Many diverse cultures have evolved rituals centering on the partaking of food as a sacrament that is believed to possess spiritual qualities. This concept is found in the Christian as well as the Hebrew tradition. In Tantric philosophy all food is dedicated to nourishing spirituality. Eating is also a highly erotic experience. Take care to extract the very most from shared meals. Eat in moderation and choose food that is seasonal, learn from experience what is suitable or unsuitable. According to the Gheranda Samhita, at the beginning of Hatha Yoga practice one should refrain from eating excessively acid, bitter, salty or pungent foods. The same text gives good advice about quantity, advising that "half the stomach should be filled with food, one quarter with water or other liquid, and one quarter should be kept empty to aid the practice of breath control".
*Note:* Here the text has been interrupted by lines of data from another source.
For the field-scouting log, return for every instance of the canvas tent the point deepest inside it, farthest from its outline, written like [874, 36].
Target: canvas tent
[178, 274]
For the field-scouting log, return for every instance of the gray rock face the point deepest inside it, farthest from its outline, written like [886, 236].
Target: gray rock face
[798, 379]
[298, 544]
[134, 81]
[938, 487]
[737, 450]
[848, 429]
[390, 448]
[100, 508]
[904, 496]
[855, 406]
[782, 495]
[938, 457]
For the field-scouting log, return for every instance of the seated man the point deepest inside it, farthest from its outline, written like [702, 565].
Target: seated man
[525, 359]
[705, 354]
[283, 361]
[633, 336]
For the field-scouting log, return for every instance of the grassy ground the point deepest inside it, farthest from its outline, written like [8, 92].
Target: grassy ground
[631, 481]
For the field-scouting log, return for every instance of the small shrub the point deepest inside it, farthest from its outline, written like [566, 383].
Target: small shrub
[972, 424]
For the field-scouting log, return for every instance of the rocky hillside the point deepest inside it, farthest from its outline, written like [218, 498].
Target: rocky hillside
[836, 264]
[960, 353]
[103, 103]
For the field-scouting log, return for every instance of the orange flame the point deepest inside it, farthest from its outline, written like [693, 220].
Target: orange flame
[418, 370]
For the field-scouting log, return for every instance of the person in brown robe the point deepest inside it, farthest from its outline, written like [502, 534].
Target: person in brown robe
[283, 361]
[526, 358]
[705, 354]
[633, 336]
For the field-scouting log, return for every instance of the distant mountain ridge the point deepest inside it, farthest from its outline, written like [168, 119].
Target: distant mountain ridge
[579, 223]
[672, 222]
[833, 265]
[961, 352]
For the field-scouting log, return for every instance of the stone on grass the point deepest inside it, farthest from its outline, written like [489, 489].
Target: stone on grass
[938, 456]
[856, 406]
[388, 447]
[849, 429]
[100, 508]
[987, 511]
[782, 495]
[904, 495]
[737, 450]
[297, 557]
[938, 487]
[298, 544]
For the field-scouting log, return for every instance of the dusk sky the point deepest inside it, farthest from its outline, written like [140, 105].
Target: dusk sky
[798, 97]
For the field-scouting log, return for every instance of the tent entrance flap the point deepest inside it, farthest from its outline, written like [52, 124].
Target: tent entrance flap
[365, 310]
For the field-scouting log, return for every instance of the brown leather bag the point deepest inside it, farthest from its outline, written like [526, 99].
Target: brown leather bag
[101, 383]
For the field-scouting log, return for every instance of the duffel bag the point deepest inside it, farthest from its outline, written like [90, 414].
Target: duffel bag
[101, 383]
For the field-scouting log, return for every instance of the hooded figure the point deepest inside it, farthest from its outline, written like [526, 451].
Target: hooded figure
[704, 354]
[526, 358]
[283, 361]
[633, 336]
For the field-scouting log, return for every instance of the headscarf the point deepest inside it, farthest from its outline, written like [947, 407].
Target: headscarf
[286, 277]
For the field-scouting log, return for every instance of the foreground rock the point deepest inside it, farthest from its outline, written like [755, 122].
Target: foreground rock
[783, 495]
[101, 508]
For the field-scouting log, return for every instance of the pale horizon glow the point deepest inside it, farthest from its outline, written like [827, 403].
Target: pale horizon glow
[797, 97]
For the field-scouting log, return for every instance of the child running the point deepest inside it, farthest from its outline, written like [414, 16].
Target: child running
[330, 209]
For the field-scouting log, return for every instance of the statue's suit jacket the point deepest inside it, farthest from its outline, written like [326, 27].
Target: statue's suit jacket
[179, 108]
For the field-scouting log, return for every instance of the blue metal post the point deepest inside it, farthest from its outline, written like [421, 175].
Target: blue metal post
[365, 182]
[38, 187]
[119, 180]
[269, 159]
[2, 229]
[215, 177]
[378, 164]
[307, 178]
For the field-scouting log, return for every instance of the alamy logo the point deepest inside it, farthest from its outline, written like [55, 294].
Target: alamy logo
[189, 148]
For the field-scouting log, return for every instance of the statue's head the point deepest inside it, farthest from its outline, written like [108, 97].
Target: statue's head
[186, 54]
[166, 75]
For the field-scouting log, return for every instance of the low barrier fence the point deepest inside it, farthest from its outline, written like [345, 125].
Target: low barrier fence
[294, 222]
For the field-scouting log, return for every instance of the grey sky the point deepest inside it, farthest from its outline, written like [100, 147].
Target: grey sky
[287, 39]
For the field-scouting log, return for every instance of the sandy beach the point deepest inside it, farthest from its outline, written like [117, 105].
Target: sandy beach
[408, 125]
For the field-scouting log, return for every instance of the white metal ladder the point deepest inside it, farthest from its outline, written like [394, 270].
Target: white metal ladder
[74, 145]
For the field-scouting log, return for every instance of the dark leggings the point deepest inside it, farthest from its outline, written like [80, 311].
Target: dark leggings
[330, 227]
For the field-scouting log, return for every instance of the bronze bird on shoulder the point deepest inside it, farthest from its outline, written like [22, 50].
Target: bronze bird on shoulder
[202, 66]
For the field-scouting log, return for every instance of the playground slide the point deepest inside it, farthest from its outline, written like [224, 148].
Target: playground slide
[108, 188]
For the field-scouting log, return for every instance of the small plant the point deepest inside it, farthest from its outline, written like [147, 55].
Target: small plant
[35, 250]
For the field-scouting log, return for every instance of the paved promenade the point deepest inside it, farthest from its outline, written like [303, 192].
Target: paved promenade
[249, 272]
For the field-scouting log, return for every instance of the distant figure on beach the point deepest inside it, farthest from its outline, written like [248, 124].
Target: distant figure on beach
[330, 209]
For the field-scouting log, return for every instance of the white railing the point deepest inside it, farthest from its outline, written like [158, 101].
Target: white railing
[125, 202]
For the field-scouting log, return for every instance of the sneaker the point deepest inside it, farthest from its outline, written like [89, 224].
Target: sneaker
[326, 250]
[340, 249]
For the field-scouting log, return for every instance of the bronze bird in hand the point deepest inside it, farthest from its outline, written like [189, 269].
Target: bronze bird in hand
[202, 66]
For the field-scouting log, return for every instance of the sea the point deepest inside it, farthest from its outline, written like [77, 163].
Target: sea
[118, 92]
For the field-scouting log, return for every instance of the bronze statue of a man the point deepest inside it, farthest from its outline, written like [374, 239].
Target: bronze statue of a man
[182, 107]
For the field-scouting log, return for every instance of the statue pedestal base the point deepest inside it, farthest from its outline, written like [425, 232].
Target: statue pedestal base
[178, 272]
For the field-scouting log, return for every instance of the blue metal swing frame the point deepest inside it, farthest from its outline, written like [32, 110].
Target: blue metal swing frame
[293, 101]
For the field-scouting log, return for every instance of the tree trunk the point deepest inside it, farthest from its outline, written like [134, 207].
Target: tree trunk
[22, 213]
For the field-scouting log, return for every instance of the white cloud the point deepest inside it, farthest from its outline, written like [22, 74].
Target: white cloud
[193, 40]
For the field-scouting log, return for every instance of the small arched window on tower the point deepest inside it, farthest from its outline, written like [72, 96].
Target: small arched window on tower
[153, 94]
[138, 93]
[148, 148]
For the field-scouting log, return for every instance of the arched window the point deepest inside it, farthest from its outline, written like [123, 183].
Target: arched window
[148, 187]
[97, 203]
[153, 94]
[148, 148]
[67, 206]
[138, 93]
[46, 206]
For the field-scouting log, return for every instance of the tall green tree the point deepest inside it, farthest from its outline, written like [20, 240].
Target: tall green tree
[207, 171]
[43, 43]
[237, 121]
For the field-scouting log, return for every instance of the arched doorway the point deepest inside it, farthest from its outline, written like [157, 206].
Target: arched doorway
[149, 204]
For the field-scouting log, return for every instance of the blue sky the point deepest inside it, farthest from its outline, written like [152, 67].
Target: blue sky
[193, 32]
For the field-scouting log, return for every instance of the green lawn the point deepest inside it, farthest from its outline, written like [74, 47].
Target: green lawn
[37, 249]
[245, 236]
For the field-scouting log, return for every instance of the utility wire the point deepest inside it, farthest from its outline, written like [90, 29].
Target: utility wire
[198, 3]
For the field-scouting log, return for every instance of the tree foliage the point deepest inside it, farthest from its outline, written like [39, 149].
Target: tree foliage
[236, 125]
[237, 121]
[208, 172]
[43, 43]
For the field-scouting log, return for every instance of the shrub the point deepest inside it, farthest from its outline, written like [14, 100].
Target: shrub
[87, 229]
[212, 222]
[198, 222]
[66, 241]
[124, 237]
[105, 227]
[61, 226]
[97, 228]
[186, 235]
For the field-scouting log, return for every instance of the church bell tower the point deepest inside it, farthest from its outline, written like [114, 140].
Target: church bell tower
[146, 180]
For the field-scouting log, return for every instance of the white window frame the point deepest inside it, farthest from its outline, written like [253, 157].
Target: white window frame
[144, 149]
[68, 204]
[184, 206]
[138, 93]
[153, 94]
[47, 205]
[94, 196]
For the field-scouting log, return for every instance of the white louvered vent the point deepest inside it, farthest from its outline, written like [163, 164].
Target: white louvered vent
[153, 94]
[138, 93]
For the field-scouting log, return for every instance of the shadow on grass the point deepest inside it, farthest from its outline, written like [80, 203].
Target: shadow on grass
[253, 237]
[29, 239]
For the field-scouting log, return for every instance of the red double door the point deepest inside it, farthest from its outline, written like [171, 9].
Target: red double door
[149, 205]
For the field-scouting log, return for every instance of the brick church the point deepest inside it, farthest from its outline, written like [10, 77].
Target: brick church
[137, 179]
The Yoga teachings point out that the mental attitude of the person who prepares food permeates the food in a subtle way. A good Yogi can tell the temperament of the person who has cooked a meal by eating the food. Likewise, the mental attitude of the person eating the food affects the digestive process, so don't get irritable when either preparing or eating food. It's best to meditate, contemplate or sing while preparing food as these activities help to focus the mind and add to the sacramental quality of the meal. Try also to be aware of the properties of the food as you mix together the various ingredients. Above all, don't taste the food while you preparing it, for this robs it of its sacramental quality. No meal can truly be served as an offering if it has already been tasted. In the East if a meal has been sampled, it is considered eaten and no longer fit to be served. When cooking, the desires of the self should be be set aside.
Yoga teachings categorize food into three main types, according to their effects on body and mind. These three types are related to the triad of trinity of forces that pervades all things. The first category is known as sattvic, which directly nourishes creative energy and attitude. It includes milk, honey, butter, dairy products, nuts, grains, most fruits and all vegetables that grow above the ground. All these foods are related to the "sweet" primary taste in particular and are credited with the capacity to stimulate the creative and erotic sentiments. The higher nature of mind is also termed with sattvic, and has conscious awareness as its essential property. All sattvic foods stimulate the primordial elements of space and air in the bodily vehicle, and therefore promote growth and creativity. This category is commonly termed the "food of the Gods", the "milk and honey" of the Biblical tradition. Indian medical texts declare that the taste essence of food is transformed successively into blood, flesh, fat, bone, marrow and finally semen or ovum. The taste of food thus influences the taste of sexual secretions. The texts suggest that "the best semen (for healthy offspring) is that which is sweet, non-irritant, and of transparent white crystal - like appearance".
The second type of food - rajasic, induces the passionate sentiment. This category includes all foods that are heating and stimulating, such as the root vegetables, spices, salts, most fish, red meat and chicken. These foods are related to the salty and pungent primary tastes in particular, as well as to combinations of taste that include the sweet. Animal products are considered suitable for human consumption only when very fresh and carefully prepared; otherwise long term side effects are produced. Rajasic foods stimulate senses, have heating and burning effects, are difficult to digest and produce many waste products. The effect of such foods on the sexual secretions varies, depending on the ability of the individual to transform these morbid aspects. Generally, the semen becomes thick and slimy, with salty, fleshy or fetid qualities and odor. The secretions from the Yoni take on the same characteristics.
The third type of food - tamasic, is evocative of the furious and destructive sentiments. In this category are included all foods that derange or distort the senses, either through their excessively pungent, bitter or astringent tastes or through inner putrefactions. Particularly strong foods such as onions, garlic, and chili peppers, as well as foods that are cooked in heavy oil or deep-fried, create destructive feelings unless prepared with great knowledge and care. The heavier meats and eggs fall into the tamasic group also; generally, any food that creates excessive body odors or flatulence is of this category. Tamasic foods eventually bring about an increase in the elements of earth and water, which manifest in the body as mucus, fat and general physical heaviness. Sensitivity is greatly diminished and a very materialistic attitude to life predominates. Sexual secretions take on unpleasant characteristics and sexual intercourse ceases to be sensitive love making and reverts to a blind striving for purely physical satisfactions.